Background
An important principle of abdominal surgery is the concept of traction and countertraction to provide adequate exposure and create optimal access to areas of injury or disease. To achieve this, self-retaining metal retractors are frequently used to separate the edges of the incision and expose abdominal and retroperitoneal structures in a hands-free manner.1 2 The choice of retractor typically depends on the given procedure, the surgeon’s preference, availability, cost, assistant availability, and overall experience. In general, self-retaining retractors are appealing because they enable operations to proceed with fewer assistants.3
There are multiple self-retaining retractor options available to contain tissues and gain exposure and access. In general, self-retaining retractors can be categorized into two groups: table-mounted and non-table-mounted. Traditional non-table-mounted retractors, such as the Balfour retractor, lack the ability to expose deep or retroperitoneal structures despite providing the benefit of speed and rapid initial assembly. Table-mounted retractors (Bookwalter, Thompson, Omni, etc) provide excellent exposure, but the assembly can be cumbersome and time-intensive which precludes their use in emergency settings (table 1).1 Surgeons are therefore often forced to choose between rapid assembly or adequate exposure when selecting retractors, at times leading to multiple retractor changes, longer operating room (OR) times, and potentially inadequate exposure during critical settings.
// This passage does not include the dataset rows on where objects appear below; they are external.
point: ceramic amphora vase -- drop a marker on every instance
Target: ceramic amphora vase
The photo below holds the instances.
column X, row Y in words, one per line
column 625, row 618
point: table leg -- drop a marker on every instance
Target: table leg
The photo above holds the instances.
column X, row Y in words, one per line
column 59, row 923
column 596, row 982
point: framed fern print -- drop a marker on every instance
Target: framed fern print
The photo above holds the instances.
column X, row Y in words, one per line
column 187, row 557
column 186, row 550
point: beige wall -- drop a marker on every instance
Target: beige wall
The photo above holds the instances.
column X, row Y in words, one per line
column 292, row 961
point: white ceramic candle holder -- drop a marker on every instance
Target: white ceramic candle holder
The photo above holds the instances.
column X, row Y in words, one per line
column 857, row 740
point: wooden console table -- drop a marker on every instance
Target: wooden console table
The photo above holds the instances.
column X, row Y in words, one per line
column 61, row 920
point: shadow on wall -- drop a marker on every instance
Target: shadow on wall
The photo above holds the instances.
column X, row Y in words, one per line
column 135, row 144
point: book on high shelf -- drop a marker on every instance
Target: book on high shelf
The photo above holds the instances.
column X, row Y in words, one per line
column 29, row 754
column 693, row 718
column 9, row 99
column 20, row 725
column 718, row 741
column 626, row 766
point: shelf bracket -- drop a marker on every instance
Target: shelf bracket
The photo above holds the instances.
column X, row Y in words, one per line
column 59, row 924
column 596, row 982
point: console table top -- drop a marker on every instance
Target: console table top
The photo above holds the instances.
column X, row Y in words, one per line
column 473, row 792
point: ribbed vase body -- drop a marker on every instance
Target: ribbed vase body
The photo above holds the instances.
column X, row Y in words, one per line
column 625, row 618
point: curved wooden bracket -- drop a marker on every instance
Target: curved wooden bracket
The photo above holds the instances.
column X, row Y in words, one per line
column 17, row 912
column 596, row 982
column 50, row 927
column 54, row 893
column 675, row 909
The TITAN CSR surgical retractor is a self-retaining, lightweight, adjustable, and non-table-mounted system which integrates the best attributes of established retractor technologies into one novel design, providing optimal surgical exposure without requiring a table attachment (figure 1). Four abdominal wall retractor blades are connected to two interacting ring segments, expanding the abdominal incision (similar to a Balfour retractor) but also creating a supporting frame over the incision. Bookwalter-compatible retractor blades can then be attached to the overlying frame, allowing hands-free exposure of abdominal tissues including retroperitoneal structures. However, as opposed to the Bookwalter system, the TITAN CSR retractor does not require a table attachment.
We describe our use of the TITAN CSR retractor in trauma and emergency surgery procedures at a level 1 academic trauma center including adult and pediatric patients. These cases display its rapid assembly and use in cases where expeditious exposure is required.